José Antonio Riera Álvarez, Notario de Arucas (Gran Canaria)

  

CUESTIONARIO PRÁCTICO.

 

ACTA NOTARIAL.

Acta de protocolización de documento privado.

El acta de protocolización de un documento privado no concede al documento protocolizado el carácter de documento público.
          Supuesto de hecho: algunos socios asistentes a una junta universal de sociedad protocolizan los acuerdos adoptados: se trata de un acta de protocolización de documento privado.

Consecuencias: entre dichos acuerdos, uno concedía a determinadas personas un poder o autorización para otorgar unilateralmente unas escrituras de transmisión de inmuebles. Se otorgan dichas escrituras y se plantea si el acta de protocolización de los acuerdos es titulo legitimador para la representación o autorización alegada.

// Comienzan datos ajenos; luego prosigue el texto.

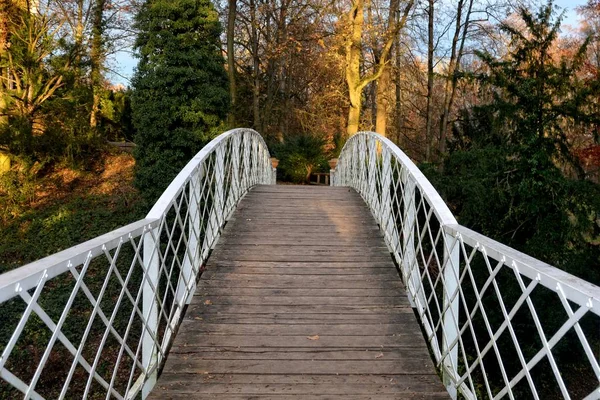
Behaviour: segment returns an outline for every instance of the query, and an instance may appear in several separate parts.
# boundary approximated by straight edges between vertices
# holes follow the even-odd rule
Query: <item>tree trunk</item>
[[[91,72],[90,78],[92,83],[92,112],[90,113],[90,127],[98,126],[98,118],[100,114],[100,99],[103,89],[102,66],[104,64],[104,5],[106,0],[96,0],[93,10],[93,26],[92,26],[92,47],[90,50]]]
[[[256,0],[250,0],[250,23],[251,42],[252,42],[252,112],[254,115],[254,129],[261,131],[260,125],[260,58],[259,36],[258,36],[258,21],[256,19]]]
[[[361,86],[360,79],[360,58],[362,52],[362,32],[365,3],[363,0],[356,0],[348,14],[350,23],[350,37],[346,41],[346,83],[348,85],[348,94],[350,99],[350,109],[348,111],[348,127],[346,132],[348,136],[358,132],[360,121],[361,95],[364,86]]]
[[[405,20],[400,21],[398,12],[400,7],[399,0],[391,0],[390,1],[390,10],[388,14],[388,32],[394,33],[398,35],[398,30],[395,27],[400,27],[401,22],[402,25],[405,23]],[[408,14],[406,15],[408,16]],[[390,47],[390,53],[393,52],[395,39],[392,40],[392,47]],[[389,87],[391,85],[391,72],[390,66],[384,64],[383,71],[381,72],[381,77],[377,81],[377,117],[375,118],[375,132],[386,136],[386,128],[387,128],[387,117],[390,111],[390,101]]]
[[[229,97],[231,98],[231,110],[229,111],[229,126],[235,126],[235,113],[237,108],[237,86],[235,81],[235,17],[237,14],[237,0],[229,0],[227,17],[227,75],[229,76]]]
[[[434,38],[433,38],[433,6],[434,0],[429,1],[429,8],[427,14],[429,21],[427,24],[428,35],[427,35],[427,121],[425,128],[425,161],[431,161],[431,148],[432,148],[432,137],[431,130],[433,126],[433,51],[434,51]]]
[[[377,120],[375,123],[375,132],[383,136],[386,135],[387,117],[390,110],[390,84],[390,68],[386,67],[377,81]]]
[[[403,116],[402,116],[402,75],[400,74],[400,65],[402,64],[402,52],[400,51],[401,41],[400,35],[397,37],[396,42],[396,144],[401,145],[400,137],[402,129],[404,128]]]
[[[352,96],[350,96],[352,97]],[[360,94],[358,95],[360,98]],[[348,136],[354,135],[358,132],[358,124],[360,122],[360,100],[356,102],[350,101],[350,109],[348,111],[348,127],[346,133]]]

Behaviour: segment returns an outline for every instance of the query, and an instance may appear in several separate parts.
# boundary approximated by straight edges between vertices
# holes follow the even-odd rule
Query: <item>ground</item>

Es decir, suponiendo que el acuerdo protocolizado contenga un poder, ¿puede entenderse que dicho poder consta en el documento publico procedente? ¿El acta de protocolización discutida es la forma pública idónea para documentar el poder? NO.

Dice la DGRN:

1 Las facultades concedidas en la junta universal no constan en documento público, pues se contienen en un acta de la junta, que es documento privado, naturaleza que no pierde por el hecho de protocolizarse notarialmente mediante acta notarial de protocolización de documento privado.

2 Falta documento público en el contrato en el que se concede la facultad que ahora se ejercita: a) Si se trata de un poder, además de que falta el juicio notarial de suficiencia, el poder no se otorga en escritura pública. b) Si es la concesión de una facultad unilateral, tampoco existe documentación adecuada para producir efectos registrales de conformidad con lo que establece el artículo 3 de la Ley Hipotecaria.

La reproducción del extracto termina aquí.